Many thanks for your response.
When I installed Ubuntu, I was given the choice between primary and logical for each partition, and chose primary for the root partition. Would there be any disadvantage to me reinstalling Ubuntu and setting the root partition as logical?
Ok, so your
root partition is primary? I noticed there were two "linux native" partitions in the bootpart output, one of which was primary, and the other logical, so I guess the logical partition is your /home partition? It looks like your swap partition is also logical.
As for whether or not you should reinstall Ubuntu, and set the root partition as logical, definitely not ! There is no advantage to doing that. The problem is Vista's Disk Management is incorrectly reading your disks, and so it sees your /home partition as primary, when it is really logical. Not sure exactly
why its doing that, but its obviously a problem if its causing BootGrabber to crash...
If you don't have any hidden logical partitions, it may be because you have "free space" on your drive, which is maybe what is throwing Disk Management off, and making it see the /home partition as primary.
Would you advise making any other changes to my disks? I must admit I don't know too much about partitions, but always assumed 'primary' was needed for operating systems. Is it alright that my other, storage drives are also set to primary?
Yes, expand your root and /home partitions with Gparted, so they take up that free space on your disk, and see if it resolves the issue.
Addendum:
Ok, so yeah, reviewing the bootpart output, your /home partition is definitely the logical, and your root partition is the primary. I previously hadn't looked at the sizes of the partitions before, but now I did, and so the first "linux native" partition in the bootpart output is the 988 MB /home partition, and the other one is the 44 GB root partition.

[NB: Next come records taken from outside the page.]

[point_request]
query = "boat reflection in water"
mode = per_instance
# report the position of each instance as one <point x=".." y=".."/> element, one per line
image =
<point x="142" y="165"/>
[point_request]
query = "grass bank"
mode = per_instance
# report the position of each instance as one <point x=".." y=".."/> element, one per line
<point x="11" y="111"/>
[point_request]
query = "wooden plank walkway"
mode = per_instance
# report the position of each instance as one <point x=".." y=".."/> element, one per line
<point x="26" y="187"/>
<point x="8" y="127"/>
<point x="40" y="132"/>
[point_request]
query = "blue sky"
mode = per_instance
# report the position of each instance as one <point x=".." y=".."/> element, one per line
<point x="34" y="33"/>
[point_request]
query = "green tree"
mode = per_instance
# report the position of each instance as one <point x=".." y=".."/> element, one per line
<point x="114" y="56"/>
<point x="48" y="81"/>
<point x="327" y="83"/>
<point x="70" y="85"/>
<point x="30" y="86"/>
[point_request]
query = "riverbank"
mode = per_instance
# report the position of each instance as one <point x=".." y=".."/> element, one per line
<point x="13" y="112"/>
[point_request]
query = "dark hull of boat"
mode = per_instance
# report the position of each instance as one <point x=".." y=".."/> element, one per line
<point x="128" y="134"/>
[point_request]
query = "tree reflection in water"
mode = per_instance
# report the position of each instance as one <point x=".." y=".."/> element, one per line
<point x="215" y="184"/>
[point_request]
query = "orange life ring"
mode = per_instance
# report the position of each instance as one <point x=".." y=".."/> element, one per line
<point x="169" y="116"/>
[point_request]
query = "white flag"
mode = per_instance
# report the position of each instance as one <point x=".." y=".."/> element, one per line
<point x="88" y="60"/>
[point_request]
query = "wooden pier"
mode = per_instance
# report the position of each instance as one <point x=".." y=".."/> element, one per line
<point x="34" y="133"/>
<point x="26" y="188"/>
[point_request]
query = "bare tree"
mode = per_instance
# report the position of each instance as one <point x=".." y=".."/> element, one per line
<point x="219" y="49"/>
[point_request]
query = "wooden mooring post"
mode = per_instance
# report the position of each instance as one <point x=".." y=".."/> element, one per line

I guess what threw me off the first time, when I compared the two (i.e. the bootpart output, and the disk management screenshot), is the fact that in Disk Management, your root partition was showing as the second partition on disk 0, and in the bootpart output, there is a "linux native" logical partition (which I now know to be the /home partition) as the second partition on the disk (if you skip the extended, which disk management doesn't count) which I assumed the first time to be the root partition, but which I now know is the /home partition. I guess Disk Management in your case doesn't even correctly display the
order of the partitions, much less show the logical partitions as logical.
Anyway, so yeah, go ahead, and resize both of your linux partitions (i.e. your root and home), so they take up the free space following each partition (if Disk Management even got that part right), using Gparted. If it turns out the free space is following some other partitions on your disk, then those are the ones you need to expand, so they take up the free space.
Once you do that, try using the Linux option in EasyBCD again, and see if it still crashes.